The story, of course, is archetypal and no one who has gone to school and knows anything about science can accept the story as anything more than a poetic explanation for death and sin. I have never taken the story literally. It is simply impossible for me as a former scientist to accept the story of Adam and Eve literally. It’s a powerful metaphor of human sin and mortality, but impossible as fact. Sorry if that offends any literalists. And Paul, of course, takes the story literally and states the obvious: Death came through Adam, but resurrection and eternal life comes through Christ. The Fathers of the Church (why are there no Mothers of the Church when we talk about theologians?) were inspired by such statements in the New Testament and were motivated to call Jesus the “Second Adam”, in the sense that Jesus undid the fall and reversed the sentence of death that fell upon humanity. As I said, powerful stuff – regardless of whether you take the story literally or not.
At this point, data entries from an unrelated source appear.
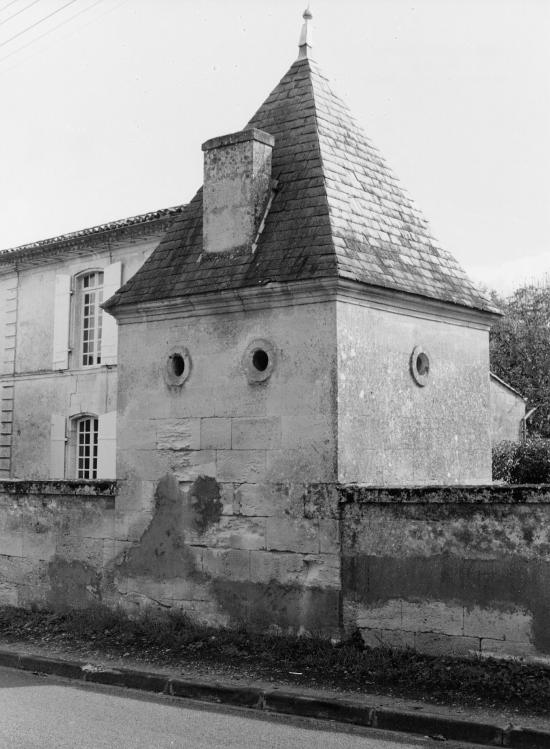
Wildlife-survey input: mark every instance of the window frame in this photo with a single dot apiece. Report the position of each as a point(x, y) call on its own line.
point(77, 329)
point(74, 445)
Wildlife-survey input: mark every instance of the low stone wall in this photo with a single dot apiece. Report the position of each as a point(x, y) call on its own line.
point(55, 538)
point(442, 569)
point(231, 553)
point(448, 569)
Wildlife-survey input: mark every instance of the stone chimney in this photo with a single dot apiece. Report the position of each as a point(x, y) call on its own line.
point(237, 189)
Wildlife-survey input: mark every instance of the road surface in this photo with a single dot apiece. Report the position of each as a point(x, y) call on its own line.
point(45, 712)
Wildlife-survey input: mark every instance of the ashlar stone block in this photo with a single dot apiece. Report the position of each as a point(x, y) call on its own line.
point(179, 434)
point(240, 466)
point(498, 625)
point(292, 534)
point(215, 434)
point(256, 433)
point(233, 564)
point(432, 616)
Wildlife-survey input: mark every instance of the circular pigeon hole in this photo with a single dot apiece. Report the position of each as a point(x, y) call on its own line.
point(178, 366)
point(258, 361)
point(420, 366)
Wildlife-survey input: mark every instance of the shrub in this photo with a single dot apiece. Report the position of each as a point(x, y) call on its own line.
point(522, 463)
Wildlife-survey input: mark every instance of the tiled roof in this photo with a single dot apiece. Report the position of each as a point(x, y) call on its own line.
point(338, 211)
point(76, 237)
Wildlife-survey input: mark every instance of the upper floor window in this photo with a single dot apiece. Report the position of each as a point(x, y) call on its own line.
point(84, 335)
point(87, 436)
point(89, 313)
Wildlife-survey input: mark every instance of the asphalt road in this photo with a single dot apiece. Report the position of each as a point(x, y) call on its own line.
point(50, 713)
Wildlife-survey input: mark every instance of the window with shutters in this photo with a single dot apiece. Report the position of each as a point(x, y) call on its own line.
point(87, 438)
point(84, 335)
point(89, 295)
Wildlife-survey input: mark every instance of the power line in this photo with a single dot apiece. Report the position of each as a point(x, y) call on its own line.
point(7, 5)
point(54, 28)
point(18, 12)
point(36, 23)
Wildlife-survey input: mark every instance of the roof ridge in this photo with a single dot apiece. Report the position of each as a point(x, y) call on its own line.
point(94, 230)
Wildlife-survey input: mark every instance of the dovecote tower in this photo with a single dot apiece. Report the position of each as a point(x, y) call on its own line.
point(297, 327)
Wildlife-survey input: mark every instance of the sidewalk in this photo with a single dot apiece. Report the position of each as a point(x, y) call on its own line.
point(486, 727)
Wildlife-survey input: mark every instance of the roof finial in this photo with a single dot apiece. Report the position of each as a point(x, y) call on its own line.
point(305, 42)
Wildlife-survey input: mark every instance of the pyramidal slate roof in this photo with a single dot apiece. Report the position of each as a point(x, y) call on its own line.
point(338, 212)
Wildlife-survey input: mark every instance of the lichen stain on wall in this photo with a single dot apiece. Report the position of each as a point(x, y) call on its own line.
point(163, 555)
point(289, 607)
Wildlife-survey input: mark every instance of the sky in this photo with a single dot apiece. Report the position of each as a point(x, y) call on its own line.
point(104, 105)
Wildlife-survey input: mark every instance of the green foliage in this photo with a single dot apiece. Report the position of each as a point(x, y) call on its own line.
point(172, 639)
point(522, 463)
point(520, 350)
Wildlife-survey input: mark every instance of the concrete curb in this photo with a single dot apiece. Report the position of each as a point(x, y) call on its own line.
point(341, 710)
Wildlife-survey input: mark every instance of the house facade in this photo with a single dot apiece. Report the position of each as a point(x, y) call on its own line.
point(58, 350)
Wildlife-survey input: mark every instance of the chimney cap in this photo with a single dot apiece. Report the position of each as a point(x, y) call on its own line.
point(241, 136)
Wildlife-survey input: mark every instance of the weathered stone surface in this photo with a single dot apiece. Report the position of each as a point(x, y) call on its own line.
point(188, 465)
point(310, 570)
point(439, 644)
point(508, 648)
point(233, 532)
point(270, 500)
point(329, 536)
point(233, 564)
point(240, 466)
point(499, 625)
point(258, 433)
point(389, 638)
point(215, 434)
point(292, 534)
point(178, 434)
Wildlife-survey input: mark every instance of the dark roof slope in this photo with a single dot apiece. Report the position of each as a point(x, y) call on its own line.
point(338, 211)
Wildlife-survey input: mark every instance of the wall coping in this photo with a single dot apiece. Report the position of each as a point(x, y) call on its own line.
point(479, 494)
point(74, 487)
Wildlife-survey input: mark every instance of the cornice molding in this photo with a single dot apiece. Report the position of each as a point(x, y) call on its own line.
point(298, 293)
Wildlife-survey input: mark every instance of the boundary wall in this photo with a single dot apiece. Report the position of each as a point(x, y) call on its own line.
point(453, 570)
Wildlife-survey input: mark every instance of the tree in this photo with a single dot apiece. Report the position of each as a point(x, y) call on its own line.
point(520, 350)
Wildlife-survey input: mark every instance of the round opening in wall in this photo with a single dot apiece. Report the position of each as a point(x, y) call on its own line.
point(420, 366)
point(260, 360)
point(178, 366)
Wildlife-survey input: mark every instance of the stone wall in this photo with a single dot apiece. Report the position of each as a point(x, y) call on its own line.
point(236, 553)
point(507, 412)
point(56, 539)
point(215, 472)
point(391, 430)
point(450, 569)
point(455, 570)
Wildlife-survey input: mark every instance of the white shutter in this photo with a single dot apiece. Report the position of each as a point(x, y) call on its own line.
point(57, 446)
point(61, 321)
point(109, 334)
point(106, 446)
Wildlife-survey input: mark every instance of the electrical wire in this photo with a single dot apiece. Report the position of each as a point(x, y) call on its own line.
point(36, 23)
point(7, 5)
point(18, 12)
point(54, 28)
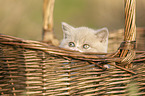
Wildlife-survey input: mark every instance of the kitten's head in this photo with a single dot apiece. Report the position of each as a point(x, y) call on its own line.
point(84, 39)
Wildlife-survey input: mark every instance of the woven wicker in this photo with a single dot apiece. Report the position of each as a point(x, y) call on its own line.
point(34, 69)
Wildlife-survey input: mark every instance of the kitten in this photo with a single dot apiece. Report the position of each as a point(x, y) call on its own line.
point(84, 39)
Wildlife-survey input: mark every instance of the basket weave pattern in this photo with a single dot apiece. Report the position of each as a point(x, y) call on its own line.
point(34, 69)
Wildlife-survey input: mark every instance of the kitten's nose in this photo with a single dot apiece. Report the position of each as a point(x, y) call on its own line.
point(78, 50)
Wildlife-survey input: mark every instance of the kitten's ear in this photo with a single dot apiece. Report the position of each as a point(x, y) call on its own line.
point(66, 29)
point(102, 34)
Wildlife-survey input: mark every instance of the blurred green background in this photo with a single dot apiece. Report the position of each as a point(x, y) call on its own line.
point(23, 18)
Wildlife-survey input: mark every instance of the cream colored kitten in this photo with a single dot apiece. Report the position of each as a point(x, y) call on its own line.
point(84, 39)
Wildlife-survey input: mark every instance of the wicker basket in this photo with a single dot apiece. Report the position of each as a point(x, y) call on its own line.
point(33, 68)
point(116, 37)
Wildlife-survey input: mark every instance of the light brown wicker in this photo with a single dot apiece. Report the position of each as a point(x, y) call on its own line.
point(32, 68)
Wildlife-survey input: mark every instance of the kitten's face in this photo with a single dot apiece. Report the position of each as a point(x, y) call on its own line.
point(84, 39)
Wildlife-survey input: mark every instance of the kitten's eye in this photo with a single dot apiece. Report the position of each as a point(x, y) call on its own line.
point(71, 44)
point(86, 46)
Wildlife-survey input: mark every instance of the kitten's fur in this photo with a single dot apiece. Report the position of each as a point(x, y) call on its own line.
point(96, 40)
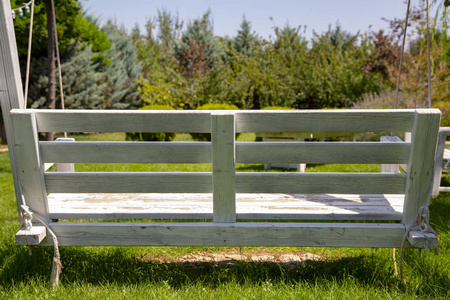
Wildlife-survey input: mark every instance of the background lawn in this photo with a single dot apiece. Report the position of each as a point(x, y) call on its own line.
point(144, 273)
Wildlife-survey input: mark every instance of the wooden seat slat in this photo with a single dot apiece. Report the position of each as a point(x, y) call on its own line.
point(248, 206)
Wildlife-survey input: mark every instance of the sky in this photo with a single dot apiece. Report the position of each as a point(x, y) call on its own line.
point(317, 15)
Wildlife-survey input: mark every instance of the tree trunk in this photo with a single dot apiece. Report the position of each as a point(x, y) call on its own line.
point(192, 91)
point(2, 130)
point(51, 96)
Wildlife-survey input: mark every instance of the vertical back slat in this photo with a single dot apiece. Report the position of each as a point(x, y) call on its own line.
point(30, 168)
point(223, 165)
point(11, 95)
point(421, 163)
point(439, 159)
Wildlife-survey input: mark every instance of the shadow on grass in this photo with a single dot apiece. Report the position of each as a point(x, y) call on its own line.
point(426, 276)
point(116, 265)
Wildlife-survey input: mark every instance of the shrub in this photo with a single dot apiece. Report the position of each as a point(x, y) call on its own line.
point(444, 106)
point(277, 108)
point(212, 106)
point(152, 136)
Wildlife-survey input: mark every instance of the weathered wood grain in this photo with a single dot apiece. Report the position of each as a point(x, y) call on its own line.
point(29, 164)
point(440, 158)
point(324, 121)
point(329, 183)
point(126, 152)
point(11, 94)
point(229, 234)
point(322, 152)
point(34, 236)
point(133, 182)
point(421, 164)
point(248, 206)
point(223, 154)
point(123, 121)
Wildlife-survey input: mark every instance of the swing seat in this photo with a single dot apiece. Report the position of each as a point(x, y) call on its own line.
point(226, 207)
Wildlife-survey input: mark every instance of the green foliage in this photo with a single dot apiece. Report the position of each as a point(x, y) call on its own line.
point(212, 106)
point(245, 40)
point(81, 80)
point(218, 106)
point(152, 136)
point(122, 72)
point(444, 106)
point(136, 272)
point(277, 108)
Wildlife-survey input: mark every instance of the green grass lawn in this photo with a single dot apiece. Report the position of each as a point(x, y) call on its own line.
point(123, 273)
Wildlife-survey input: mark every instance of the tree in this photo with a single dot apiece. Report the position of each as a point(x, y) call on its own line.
point(81, 80)
point(245, 39)
point(122, 71)
point(197, 50)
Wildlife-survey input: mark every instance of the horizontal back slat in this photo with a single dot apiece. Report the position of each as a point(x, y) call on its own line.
point(128, 182)
point(324, 121)
point(125, 152)
point(322, 153)
point(122, 121)
point(329, 183)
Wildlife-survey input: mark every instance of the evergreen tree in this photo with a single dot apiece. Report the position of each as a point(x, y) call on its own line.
point(122, 71)
point(80, 80)
point(245, 39)
point(197, 50)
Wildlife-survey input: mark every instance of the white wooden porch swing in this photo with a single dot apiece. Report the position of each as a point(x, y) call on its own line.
point(241, 209)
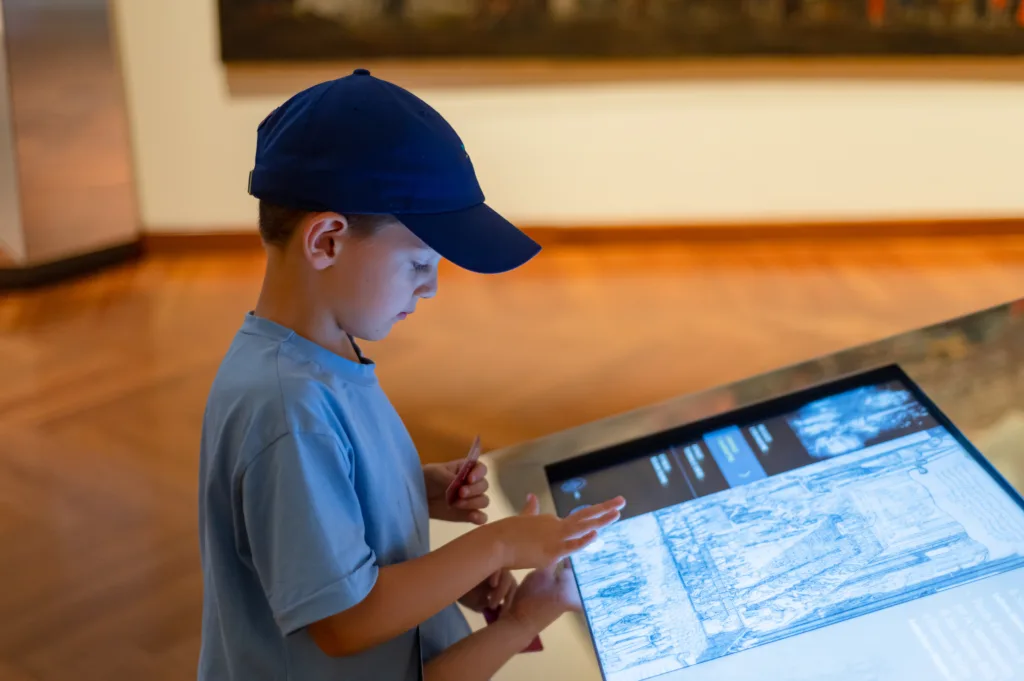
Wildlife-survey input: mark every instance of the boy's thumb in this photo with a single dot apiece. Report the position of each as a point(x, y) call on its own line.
point(532, 506)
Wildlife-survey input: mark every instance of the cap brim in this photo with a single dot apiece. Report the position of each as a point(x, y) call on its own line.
point(476, 239)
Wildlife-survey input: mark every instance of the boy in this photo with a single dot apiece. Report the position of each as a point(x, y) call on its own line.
point(313, 507)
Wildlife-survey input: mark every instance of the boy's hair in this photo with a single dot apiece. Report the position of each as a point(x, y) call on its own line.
point(278, 223)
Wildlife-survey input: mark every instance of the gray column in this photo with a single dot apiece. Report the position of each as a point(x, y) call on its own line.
point(67, 187)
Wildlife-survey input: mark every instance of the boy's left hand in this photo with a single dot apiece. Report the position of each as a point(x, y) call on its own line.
point(499, 589)
point(472, 496)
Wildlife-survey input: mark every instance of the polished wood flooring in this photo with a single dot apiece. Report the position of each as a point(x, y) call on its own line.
point(103, 384)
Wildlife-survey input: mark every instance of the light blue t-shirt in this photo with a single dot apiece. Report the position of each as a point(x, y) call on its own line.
point(308, 484)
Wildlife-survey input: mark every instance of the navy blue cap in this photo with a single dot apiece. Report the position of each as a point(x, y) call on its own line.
point(360, 144)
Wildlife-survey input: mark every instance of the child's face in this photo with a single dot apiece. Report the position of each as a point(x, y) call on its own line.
point(375, 281)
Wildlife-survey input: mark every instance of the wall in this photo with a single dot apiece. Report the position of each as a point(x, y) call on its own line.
point(690, 152)
point(11, 236)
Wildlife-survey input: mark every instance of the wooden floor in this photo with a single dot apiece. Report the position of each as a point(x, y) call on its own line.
point(104, 380)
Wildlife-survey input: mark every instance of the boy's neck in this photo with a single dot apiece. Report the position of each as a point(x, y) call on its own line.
point(286, 298)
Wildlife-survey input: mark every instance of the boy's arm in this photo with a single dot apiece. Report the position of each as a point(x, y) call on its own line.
point(544, 596)
point(478, 656)
point(410, 593)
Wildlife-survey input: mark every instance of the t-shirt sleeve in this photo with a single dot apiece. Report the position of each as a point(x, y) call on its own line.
point(304, 528)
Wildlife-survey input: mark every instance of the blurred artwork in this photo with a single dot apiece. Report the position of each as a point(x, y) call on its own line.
point(326, 30)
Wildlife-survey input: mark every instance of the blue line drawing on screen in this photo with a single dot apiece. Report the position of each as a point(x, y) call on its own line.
point(853, 420)
point(793, 553)
point(573, 486)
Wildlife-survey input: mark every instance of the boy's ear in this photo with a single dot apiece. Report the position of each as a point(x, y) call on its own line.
point(322, 239)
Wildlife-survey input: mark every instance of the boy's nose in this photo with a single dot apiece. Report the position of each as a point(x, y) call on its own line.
point(428, 290)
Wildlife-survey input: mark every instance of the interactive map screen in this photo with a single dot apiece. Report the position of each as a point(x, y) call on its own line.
point(849, 531)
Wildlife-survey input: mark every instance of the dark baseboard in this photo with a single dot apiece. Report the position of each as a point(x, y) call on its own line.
point(55, 271)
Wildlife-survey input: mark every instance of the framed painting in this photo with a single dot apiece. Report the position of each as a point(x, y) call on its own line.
point(311, 31)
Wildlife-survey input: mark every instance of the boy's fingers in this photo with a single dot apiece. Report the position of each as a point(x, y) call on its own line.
point(478, 473)
point(598, 521)
point(474, 503)
point(597, 509)
point(474, 488)
point(510, 596)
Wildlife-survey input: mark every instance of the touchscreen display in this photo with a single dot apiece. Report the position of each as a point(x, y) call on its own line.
point(851, 535)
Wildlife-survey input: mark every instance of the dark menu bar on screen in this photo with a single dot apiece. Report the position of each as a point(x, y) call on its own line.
point(740, 455)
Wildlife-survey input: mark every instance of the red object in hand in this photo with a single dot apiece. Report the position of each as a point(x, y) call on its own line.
point(491, 616)
point(452, 494)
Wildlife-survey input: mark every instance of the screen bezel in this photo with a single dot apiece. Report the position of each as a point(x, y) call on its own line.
point(774, 407)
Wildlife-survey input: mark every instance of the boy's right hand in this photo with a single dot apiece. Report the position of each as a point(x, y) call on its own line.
point(534, 541)
point(544, 596)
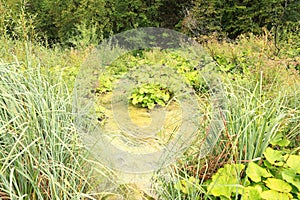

But here is a conundrum that arises in my mind. Let’s for the sake of argument take the story as factual history. Some of the Fathers of the Church saw dimensions in the story that Paul did not appreciate or conceive. Some of the Latin Fathers saw the fall as a felix culpa, a “happy fault”. Among the Greek Fathers, Irenaeus of Lyon saw Adam and Eve as childishly immature in the garden, before the Fall – with potential for growth, to be sure, but immature nevertheless. Here is my question. If Adam and Eve had not fallen and had remained in the Garden, would there have been any civilization? Would there have been a Homer or Socrates? Would there have been a Parthenon or the pyramids of Giza? or the Sistine Chapel? Would there have been a Shakespeare? a Beethoven or Mozart? a Tolstoy? Ella Fitzgerald or the Beatles? Sorry if I’m so eurocentric in my examples. I’m not one of these new folks who put down the achievements of western civilization.
Without the felix culpa, we would have none of the great achievements of human civilization – nor, of course, any of the evils, like the Holocaust or 9/11. We accept the evils as manifestations of the dark side in human coexistence, because the manifestations of light and beauty are so much grater and more enduring. This is the great tradeoff of human history. But the greatest gift of the fall is that it made possible the coming of Christ in our midst. We look at Christ and we can’t imagine life without him. And I prefer to focus on the felix culpa version of the Fall. Because it gave us civilization in all its great achievements. And it gave us Christ, who brings gifts and promises greater than anything Adam and Eve received in the proverbial Garden. We’re not in the Garden. Thank God for that. If we were still in the Garden we might still be Irenaeus’ immature children. We’re in a magnificent place called Planet Earth! Can we start treating it as a garden of delight and take better care of it? That would be another glorious result of the felix culpa.